This should sound relevant to the value alignment topic (as I outlined above). Indeed, RLHF has recently been combined with argumentation, purportedly for improving the reward model. There have been discussions about connections of RLHF to optimising preferences and issues thereof. Social choice theory has been suggested to complement RLHF (acknowledged also in a recent comprehensive survey on AI Alignment) and for knowledge extraction from Large Language Models. There have also been attempts at value alignment via preference aggregation and value-based reasoning. All these are attempts of applying more formal methods to the problem of value alignment.

Last but not least, a topic where established academic research is well appreciated, but may benefit from a broader scope.

Cooperative AI vs AI fairness

Cooperative AI concerns multi-agent cooperation for the good of humanity. The pre-print on open problems in Cooperative AI actually overviews the related work well in Section 2.2., mostly on game theory and multi-agent systems, including the following multi-agent topics: automated argumentation and negotiation, interaction protocols, knowledge representation, reasoning and planning, decision making. The authors also acknowledge the immense overlap with computational social choice and other areas of computing research. However, they point out that "open, heterogeneous, and scalable multi-agent systems require learning agents, including agents who learn to adapt and cooperate with others" so that in light of recent developments in learning, research in Cooperative AI needs to be reinvigorated.

Cooperative AI may benefit from modern research on AI (aka algorithmic) fairness. AI fairness concerns how algorithmic decisions pertain to formalised notions of fair decision making, such as individual fairness of giving similar individuals similar decisions and non-discrimination of giving similar groups on the whole similar decisions. One of the landmark results on the (im)possibility of fairness roughly states that (under standard algorithmic assumptions) individual fairness and non-discrimination cannot be simultaneously guaranteed. Researchers have however defined multiple nuanced metrics for assessing algorithm fairness and have pushed fairness limits in theory and the possibility of fairness in practice. Still, both inherently technical and conceptual limitations of AI fairness are studied and may inform work on cooperative AI.

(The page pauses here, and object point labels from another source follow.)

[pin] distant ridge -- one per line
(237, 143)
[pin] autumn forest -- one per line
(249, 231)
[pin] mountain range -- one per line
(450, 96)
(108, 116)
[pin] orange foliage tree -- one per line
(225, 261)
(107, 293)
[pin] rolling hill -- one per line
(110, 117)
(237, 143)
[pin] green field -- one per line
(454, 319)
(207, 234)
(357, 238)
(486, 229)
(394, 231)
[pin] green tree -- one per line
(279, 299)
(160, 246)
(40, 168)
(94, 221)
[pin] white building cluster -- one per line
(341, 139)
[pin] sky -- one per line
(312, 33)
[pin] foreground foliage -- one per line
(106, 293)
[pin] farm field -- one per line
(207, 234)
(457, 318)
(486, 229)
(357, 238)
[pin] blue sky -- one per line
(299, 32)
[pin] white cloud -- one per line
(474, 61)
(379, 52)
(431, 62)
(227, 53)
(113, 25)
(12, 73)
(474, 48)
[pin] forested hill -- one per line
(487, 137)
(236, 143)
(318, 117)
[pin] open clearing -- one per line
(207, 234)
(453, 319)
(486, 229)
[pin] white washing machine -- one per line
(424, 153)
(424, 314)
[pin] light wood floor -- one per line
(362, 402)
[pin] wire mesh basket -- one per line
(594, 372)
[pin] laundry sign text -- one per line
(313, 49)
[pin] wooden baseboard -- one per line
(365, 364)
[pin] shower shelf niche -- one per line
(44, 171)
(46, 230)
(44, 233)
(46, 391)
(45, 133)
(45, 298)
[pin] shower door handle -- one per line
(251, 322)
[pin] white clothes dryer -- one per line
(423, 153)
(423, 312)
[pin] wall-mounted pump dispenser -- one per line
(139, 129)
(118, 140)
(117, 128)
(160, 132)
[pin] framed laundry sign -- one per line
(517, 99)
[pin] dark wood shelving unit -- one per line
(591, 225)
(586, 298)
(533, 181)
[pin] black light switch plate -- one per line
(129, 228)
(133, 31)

Finally, a note on the more general theme of academic safe and trustworthy AI research.

AI Safety/Alignment vs Safe and Trustworthy AI

Academic research on safe autonomous systems often concerns safe RL agents, for instance modifying RL agent rewards to benefit others in the environment, provably safe RL or probably approximate safety verification. Research on cooperating agents tackles questions such as "What aspects of [agent] selection process can we adjust in practice to limit agents’ incentives to misreport their features?" or, more generally, "Given a set of different agent models, design mechanisms that induce all agents, or as many agents as possible, to invest effort in desirable actions" (consult other works from e.g. Ariel Procaccia). Responsibility research on trustworthy autonomous systems covers topics of logics for responsible reasoning, multi-agent planning, value-based design, ethics of AI, human-agent collectives, among others. All this is generally considered part of trustworthy AI, which concerns creating safe and trustable AI systems, which greatly overlaps with Safety/Alignment agendas. Trustworthy AI is a huge umbrella term (see NIST or European Commission) encompassing many AI research areas, most notably works on reliability, verification and validation, interpretability/explainability, security and privacy among others. There are adjacent research areas, not necessarily belonging to trustworthy AI, but still relevant to Alignment. For example, various impossibility results (on solvability of problems in AI and related fields) as well as the notable sub-field of neuro-symbolic AI, including approaches to Alignment. Many of these resources could also benefit those interested in technical Alignment research, not limited to the four topics discussed above.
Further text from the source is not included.